Testing furnaces to save money and lives - KTTC Rochester, Austin, Mason City News, Weather and Sports

Testing furnaces to save money and lives


ROCHESTER, Minn. (KTTC) -- The beautiful weather Saturday has delayed the yearly ritual of turning the furnace on for a few days, but that time is coming. For people that normally cannot afford a yearly furnace testing, it is a very important day.

Turning on the furnace seems like a simple task, but it is not as easy, or as safe, as just flipping a switch. It is important to get a furnace tested before turning it on full time. But a test is another expense, something people may not be able to afford. That is where the "Heat's On" program comes in.

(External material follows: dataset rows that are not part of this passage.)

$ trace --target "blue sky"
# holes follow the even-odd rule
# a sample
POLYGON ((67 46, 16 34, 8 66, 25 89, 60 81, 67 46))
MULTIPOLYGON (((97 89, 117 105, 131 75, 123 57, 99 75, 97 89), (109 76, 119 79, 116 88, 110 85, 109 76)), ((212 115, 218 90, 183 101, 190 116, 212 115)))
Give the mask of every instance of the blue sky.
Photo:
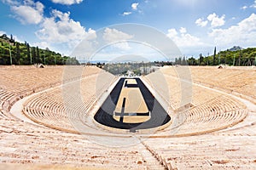
POLYGON ((89 34, 122 23, 143 24, 159 30, 186 56, 211 54, 214 46, 219 51, 235 45, 247 48, 256 44, 254 0, 0 2, 0 34, 13 34, 18 41, 64 54, 71 54, 89 34))

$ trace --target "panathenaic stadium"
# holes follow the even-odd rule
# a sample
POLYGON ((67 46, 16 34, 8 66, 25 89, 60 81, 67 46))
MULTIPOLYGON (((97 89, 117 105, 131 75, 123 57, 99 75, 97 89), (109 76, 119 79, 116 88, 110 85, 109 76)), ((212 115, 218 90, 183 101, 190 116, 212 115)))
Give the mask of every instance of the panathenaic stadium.
POLYGON ((256 169, 255 67, 0 75, 0 169, 256 169))

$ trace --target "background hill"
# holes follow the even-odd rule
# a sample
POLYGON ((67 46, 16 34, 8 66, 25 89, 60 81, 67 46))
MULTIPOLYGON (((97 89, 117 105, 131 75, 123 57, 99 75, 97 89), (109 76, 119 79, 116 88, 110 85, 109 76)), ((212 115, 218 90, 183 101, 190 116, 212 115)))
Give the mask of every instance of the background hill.
POLYGON ((28 42, 15 42, 11 35, 0 36, 0 65, 79 65, 76 58, 61 56, 61 54, 49 50, 41 49, 38 47, 31 47, 28 42))

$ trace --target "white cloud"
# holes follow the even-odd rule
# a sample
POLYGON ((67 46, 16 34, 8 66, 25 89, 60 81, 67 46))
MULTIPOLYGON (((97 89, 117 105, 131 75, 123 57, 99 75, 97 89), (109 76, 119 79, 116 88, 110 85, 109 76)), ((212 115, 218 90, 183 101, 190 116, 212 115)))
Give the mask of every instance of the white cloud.
POLYGON ((187 29, 184 28, 184 27, 180 27, 179 29, 179 32, 182 33, 182 34, 184 34, 187 32, 187 29))
POLYGON ((251 8, 256 8, 256 0, 254 1, 254 3, 252 4, 250 7, 251 7, 251 8))
POLYGON ((176 36, 177 36, 177 32, 176 29, 172 28, 172 29, 168 30, 168 33, 167 33, 168 37, 172 38, 172 37, 175 37, 176 36))
POLYGON ((83 2, 83 0, 51 0, 53 3, 61 3, 64 5, 72 5, 72 4, 79 4, 83 2))
POLYGON ((205 27, 208 24, 208 20, 204 20, 203 18, 197 19, 195 24, 201 27, 205 27))
POLYGON ((23 1, 23 4, 11 6, 15 17, 22 24, 38 24, 44 19, 44 6, 40 2, 23 1))
POLYGON ((5 31, 0 31, 0 36, 2 36, 3 34, 6 34, 5 31))
POLYGON ((178 33, 176 29, 169 29, 167 37, 170 37, 179 48, 195 47, 202 45, 199 37, 187 33, 186 28, 181 27, 178 33))
POLYGON ((209 36, 214 38, 215 43, 218 45, 255 46, 256 14, 252 14, 236 26, 232 26, 227 29, 212 29, 209 36))
POLYGON ((116 29, 106 28, 102 37, 108 43, 113 42, 113 47, 127 50, 130 49, 130 47, 126 40, 132 38, 133 36, 119 31, 116 29))
POLYGON ((133 37, 133 36, 126 34, 116 29, 106 28, 104 30, 102 37, 108 42, 113 42, 131 39, 133 37))
POLYGON ((248 7, 245 5, 245 6, 241 7, 241 9, 245 10, 245 9, 247 9, 247 8, 248 8, 248 7))
POLYGON ((52 17, 45 18, 41 25, 41 29, 36 32, 38 37, 49 43, 67 43, 69 48, 73 48, 85 36, 95 34, 95 31, 88 31, 69 17, 70 13, 62 13, 58 10, 52 11, 52 17))
POLYGON ((3 3, 7 3, 9 5, 18 5, 19 3, 14 0, 2 0, 3 3))
POLYGON ((133 10, 137 10, 137 6, 138 6, 138 3, 132 3, 131 4, 131 8, 133 9, 133 10))
POLYGON ((131 14, 131 12, 124 12, 122 15, 125 16, 125 15, 129 15, 129 14, 131 14))
POLYGON ((212 13, 207 16, 207 20, 211 21, 211 26, 212 27, 218 27, 222 26, 225 24, 224 20, 225 15, 222 15, 221 17, 218 17, 215 13, 212 13))

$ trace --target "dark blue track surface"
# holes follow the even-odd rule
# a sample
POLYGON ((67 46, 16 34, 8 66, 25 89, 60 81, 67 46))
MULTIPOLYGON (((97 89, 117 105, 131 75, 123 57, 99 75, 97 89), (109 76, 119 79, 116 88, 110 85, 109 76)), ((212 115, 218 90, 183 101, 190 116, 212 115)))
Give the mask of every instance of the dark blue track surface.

"What we offer is safety for the end user," said Tony Regner with the Rochester Plumbers and Pipefitters Local #6. "At the end of the day, we want to make sure that their furnaces are running efficiently as well as safely. When they turn this on, we don't want them to get exposed to carbon monoxide or any other dangers that potentially exist there."

Aimed at helping the elderly and low-income families stay safe, a furnace inspection is given to those that qualify, to make sure the furnace is not only efficient, but safe as well.

"Same but different on each one," said Mike Decklever with Decklever Mechanical Inc, one of the companies helping with inspections. "Just make sure that the chimney is good and venting is fine. Make sure they're safe, first of all, and then do some tuning and cleaning on them to make sure they are going to run efficiently for the winter."

A full day of inspections often reveal no problems at all, but 5 percent of homes tested statewide have issues, which is why people are happy to have the service to protect them.

"It is senior citizens and it is an expense," said Ann Crowe with Energy Assistance of Olmsted County. "As Tony said before, a lot of them think that when you turn the furnace on you just turn the thermostat on, but there is a lot of things that can go wrong behind that thermostat. So they're all just very happy for the service and they're very grateful."

One days work around Rochester may be enough to save money and save lives.

The "Heat's On" program has been in Minnesota for 26 years and has serviced over 7,000 homes.